In 2016, Buffett launched Drive2Vote, a website intended to encourage people in his Nebraska community to exercise their right to vote, as well as help register and get voters to a polling place if they needed transportation.

Warren Buffett, a vocal supporter of Democratic presidential candidate Hillary Clinton, whom he had endorsed in 2015, also challenged Republican candidate Donald Trump to get together and share his tax returns. “I’ll meet him in Omaha or Mar-a-Lago or, he can pick the place, anytime between now and the election,” he said at an Aug. 1 rally in Omaha. I will bring my statement, he will bring his statement. We are both under audit. And believe me, no one is going to stop us from talking about what’s in those statements.” Trump did not accept the offer, although his refusal to share his statements ultimately did not prevent his election to the presidency in 2016.

In May 2017, Buffett revealed that he had begun selling some of the approximately 81 million shares he owned in IBM stock, noting that he did not value the company as much as he did six years earlier. After another sale in the third quarter, his stake in the company fell to about 37 million shares. On the other hand, he increased his investment in Apple by 3 percent and became the largest shareholder in Bank of America by executing warrants for 700 million shares. Early the following year, he added more shares of Apple to make it Berkshire Hathaway’s largest single-stock investment.


The fourth richest man in the world continues to make his fortune in investment and turn it into philanthropy in the great tradition of Carnegie and Rockefeller. In 2006 he made history in the United States by making the largest charitable donation by an individual: $37 billion to the Bill & Melinda Gates Foundation.

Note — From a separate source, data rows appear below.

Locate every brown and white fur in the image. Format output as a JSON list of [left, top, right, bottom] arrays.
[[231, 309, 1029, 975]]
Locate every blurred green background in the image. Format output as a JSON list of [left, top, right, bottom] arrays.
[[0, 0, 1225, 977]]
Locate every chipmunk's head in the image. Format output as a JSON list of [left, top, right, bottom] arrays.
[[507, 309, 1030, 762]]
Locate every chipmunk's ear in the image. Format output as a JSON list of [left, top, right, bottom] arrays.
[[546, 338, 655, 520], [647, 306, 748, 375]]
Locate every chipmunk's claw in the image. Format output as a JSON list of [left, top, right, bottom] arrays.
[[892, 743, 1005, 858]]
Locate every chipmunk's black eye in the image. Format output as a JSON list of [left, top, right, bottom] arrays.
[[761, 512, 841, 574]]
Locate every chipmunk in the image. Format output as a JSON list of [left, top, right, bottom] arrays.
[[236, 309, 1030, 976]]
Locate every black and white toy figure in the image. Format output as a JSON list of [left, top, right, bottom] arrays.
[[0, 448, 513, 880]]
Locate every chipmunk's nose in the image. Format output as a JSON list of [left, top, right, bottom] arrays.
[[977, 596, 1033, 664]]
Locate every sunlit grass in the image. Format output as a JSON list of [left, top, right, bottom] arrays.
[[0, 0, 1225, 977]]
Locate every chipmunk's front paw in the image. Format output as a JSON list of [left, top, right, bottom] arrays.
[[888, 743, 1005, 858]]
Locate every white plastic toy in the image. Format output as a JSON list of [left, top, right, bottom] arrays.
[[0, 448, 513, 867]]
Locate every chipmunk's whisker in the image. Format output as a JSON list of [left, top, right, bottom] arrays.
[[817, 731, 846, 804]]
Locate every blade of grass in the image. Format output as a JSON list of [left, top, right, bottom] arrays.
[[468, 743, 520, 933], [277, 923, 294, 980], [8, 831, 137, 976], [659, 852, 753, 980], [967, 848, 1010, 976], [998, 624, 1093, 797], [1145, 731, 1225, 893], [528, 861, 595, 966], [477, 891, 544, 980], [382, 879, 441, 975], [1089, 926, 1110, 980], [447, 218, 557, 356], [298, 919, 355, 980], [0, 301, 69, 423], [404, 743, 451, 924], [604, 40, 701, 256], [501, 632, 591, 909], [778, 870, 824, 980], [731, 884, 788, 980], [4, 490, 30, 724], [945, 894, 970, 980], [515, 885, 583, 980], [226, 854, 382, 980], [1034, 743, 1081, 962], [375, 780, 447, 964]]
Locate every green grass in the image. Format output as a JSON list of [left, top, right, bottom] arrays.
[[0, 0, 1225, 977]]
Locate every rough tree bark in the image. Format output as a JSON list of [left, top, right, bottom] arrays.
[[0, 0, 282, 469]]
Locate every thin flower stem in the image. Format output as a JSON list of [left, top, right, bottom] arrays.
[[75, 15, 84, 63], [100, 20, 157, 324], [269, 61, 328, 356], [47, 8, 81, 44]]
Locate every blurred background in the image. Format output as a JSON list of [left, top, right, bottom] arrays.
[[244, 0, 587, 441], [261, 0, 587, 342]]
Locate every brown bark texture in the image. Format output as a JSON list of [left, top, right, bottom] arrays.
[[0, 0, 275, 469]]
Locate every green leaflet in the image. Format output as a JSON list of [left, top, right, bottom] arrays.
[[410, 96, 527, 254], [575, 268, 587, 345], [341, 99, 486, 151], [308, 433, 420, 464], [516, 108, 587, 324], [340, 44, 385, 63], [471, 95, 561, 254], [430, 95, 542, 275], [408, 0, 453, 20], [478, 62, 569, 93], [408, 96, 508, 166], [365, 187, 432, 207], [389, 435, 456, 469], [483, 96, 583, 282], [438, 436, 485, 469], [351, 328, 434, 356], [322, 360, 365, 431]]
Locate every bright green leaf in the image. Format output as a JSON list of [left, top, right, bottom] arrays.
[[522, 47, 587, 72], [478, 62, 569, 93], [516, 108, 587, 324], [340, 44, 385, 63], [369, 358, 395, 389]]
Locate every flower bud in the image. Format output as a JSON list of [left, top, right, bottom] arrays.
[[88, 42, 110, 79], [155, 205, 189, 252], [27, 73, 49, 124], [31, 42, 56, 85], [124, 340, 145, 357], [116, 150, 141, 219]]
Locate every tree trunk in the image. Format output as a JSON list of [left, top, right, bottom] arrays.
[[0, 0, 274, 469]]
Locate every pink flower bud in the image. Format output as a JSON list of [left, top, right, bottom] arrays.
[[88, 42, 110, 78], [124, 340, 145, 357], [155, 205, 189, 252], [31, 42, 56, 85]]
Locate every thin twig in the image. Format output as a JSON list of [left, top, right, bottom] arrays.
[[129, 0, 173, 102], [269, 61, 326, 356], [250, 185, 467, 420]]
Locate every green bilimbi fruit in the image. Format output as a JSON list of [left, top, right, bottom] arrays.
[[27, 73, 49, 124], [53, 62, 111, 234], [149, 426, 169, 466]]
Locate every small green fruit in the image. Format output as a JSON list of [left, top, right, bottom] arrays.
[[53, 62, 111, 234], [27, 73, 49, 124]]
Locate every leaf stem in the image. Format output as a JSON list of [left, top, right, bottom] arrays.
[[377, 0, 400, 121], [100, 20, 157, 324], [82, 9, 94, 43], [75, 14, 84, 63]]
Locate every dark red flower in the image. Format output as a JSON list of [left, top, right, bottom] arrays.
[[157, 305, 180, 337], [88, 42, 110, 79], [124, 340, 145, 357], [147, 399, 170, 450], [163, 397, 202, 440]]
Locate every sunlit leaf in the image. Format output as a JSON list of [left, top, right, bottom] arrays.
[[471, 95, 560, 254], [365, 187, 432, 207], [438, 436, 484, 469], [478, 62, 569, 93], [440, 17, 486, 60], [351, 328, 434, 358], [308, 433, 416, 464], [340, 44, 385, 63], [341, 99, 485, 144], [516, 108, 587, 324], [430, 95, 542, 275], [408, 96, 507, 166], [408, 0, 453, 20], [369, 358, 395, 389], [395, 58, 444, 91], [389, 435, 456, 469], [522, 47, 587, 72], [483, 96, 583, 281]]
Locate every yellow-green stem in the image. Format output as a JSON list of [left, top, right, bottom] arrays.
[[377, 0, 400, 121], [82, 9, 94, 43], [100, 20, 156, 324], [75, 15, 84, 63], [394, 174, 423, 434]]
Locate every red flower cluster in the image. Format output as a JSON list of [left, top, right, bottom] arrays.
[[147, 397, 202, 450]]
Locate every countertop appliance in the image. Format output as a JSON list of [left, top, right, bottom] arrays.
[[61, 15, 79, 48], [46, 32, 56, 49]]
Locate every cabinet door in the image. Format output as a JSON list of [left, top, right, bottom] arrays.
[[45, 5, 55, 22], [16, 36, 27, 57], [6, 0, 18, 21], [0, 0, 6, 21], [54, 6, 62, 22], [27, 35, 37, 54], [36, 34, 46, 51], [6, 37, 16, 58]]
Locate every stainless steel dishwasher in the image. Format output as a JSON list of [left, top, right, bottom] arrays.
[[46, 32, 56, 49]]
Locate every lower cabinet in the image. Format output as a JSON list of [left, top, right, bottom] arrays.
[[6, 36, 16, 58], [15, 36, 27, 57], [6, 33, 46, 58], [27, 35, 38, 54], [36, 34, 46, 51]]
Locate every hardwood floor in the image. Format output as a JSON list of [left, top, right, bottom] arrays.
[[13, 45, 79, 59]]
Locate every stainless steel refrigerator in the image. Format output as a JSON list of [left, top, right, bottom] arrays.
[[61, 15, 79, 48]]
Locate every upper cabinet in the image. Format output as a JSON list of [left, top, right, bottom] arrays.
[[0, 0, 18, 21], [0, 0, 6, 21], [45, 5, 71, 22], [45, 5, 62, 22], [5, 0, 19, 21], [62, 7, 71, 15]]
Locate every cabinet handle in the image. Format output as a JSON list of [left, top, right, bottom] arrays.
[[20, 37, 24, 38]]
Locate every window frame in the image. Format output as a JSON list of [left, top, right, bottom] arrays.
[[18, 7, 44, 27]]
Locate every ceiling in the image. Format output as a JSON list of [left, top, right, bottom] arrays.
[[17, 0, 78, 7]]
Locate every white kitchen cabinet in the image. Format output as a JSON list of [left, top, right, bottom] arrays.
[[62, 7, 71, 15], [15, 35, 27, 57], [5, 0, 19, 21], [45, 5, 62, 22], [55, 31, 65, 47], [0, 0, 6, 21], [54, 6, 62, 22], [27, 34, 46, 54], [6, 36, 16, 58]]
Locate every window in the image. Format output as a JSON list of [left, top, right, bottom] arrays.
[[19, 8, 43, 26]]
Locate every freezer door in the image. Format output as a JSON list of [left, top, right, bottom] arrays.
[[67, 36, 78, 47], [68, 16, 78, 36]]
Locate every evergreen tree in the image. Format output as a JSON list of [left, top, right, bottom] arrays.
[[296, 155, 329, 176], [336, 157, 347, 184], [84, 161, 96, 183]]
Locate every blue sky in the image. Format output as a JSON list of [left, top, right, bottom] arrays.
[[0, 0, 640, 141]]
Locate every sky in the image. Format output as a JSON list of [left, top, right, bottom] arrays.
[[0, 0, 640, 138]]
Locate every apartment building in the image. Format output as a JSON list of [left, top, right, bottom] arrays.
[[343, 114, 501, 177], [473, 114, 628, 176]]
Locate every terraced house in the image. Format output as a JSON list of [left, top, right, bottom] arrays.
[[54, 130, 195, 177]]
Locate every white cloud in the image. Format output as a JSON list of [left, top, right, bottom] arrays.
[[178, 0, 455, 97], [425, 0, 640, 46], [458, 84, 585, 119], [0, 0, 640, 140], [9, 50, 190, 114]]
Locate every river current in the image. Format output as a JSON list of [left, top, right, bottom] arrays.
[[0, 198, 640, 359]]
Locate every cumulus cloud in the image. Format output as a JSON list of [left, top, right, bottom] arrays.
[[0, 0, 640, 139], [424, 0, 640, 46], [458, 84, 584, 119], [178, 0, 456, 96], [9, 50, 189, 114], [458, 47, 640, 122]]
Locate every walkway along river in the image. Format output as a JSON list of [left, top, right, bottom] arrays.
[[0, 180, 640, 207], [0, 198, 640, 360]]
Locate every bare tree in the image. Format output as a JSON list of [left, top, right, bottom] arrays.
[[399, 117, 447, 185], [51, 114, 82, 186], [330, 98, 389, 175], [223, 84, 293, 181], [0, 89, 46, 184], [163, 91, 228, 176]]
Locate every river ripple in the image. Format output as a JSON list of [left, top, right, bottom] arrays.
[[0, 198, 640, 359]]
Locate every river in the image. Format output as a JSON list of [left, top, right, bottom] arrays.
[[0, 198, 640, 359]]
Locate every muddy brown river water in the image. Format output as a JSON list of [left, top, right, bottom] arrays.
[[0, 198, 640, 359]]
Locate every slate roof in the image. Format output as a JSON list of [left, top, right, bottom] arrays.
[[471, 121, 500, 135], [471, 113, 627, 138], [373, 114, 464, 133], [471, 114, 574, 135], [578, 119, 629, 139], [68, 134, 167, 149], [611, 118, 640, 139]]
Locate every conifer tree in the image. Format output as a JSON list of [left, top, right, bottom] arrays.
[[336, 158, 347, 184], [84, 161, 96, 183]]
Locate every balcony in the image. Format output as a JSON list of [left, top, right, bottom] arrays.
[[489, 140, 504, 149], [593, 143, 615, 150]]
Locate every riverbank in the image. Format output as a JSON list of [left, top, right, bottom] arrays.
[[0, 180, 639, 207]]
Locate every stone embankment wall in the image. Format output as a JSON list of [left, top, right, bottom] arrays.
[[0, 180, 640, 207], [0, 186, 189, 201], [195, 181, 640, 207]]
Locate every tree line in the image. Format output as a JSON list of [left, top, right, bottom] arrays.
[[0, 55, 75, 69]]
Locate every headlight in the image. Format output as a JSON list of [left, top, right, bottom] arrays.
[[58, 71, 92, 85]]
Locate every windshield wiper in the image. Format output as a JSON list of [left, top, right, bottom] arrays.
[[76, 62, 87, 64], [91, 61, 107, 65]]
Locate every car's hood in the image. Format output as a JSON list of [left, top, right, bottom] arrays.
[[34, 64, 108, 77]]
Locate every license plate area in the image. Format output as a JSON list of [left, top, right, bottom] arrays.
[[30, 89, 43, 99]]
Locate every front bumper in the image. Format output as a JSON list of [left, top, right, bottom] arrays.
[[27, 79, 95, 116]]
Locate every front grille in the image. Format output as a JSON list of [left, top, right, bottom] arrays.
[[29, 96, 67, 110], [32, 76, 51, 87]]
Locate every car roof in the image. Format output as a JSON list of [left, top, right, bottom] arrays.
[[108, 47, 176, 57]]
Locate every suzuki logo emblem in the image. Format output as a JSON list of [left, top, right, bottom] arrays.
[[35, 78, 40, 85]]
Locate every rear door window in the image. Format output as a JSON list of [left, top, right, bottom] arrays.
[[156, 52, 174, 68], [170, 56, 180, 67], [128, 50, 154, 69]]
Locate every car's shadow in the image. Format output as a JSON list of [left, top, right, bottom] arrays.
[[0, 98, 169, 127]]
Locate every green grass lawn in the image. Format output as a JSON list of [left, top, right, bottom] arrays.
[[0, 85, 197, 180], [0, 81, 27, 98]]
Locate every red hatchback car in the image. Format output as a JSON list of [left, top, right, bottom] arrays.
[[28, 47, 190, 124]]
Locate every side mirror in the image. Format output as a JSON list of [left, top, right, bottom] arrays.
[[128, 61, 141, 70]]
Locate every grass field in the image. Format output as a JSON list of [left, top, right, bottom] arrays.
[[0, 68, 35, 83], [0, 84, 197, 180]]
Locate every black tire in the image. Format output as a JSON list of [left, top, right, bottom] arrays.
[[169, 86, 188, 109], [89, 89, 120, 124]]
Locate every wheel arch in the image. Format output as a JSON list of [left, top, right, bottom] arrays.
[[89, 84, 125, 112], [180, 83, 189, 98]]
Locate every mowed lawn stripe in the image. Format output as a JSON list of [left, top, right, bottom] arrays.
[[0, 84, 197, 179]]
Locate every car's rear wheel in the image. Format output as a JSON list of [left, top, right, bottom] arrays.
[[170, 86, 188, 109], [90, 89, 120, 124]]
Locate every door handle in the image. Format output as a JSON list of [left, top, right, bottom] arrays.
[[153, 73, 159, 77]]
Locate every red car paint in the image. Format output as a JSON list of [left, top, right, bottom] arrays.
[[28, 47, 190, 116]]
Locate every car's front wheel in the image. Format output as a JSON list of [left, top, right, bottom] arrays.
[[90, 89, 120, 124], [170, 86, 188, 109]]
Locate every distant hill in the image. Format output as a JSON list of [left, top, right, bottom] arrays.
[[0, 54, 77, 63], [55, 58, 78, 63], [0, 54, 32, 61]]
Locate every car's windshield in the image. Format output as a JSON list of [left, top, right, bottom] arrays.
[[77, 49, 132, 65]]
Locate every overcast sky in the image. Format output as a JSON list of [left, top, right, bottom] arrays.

Warren Buffett has supported the following charities:

  • Animal Rescue Foundation
  • Bill and Melinda Gates Foundation
  • Girls Inc.
  • glide
  • James Redford Institute for Transplant Awareness
  • Make-A-Wish Foundation
  • Music Rising
  • NoVo Foundation
  • SmileTrain.

Perhaps one of the key aspects of Buffett being one of the most generous people in the world is that he has actually earned more than 90% of his fortune after the age of 50. Perhaps over time he has learned to look at money with much more calm and detachment than the rest of us mortals do.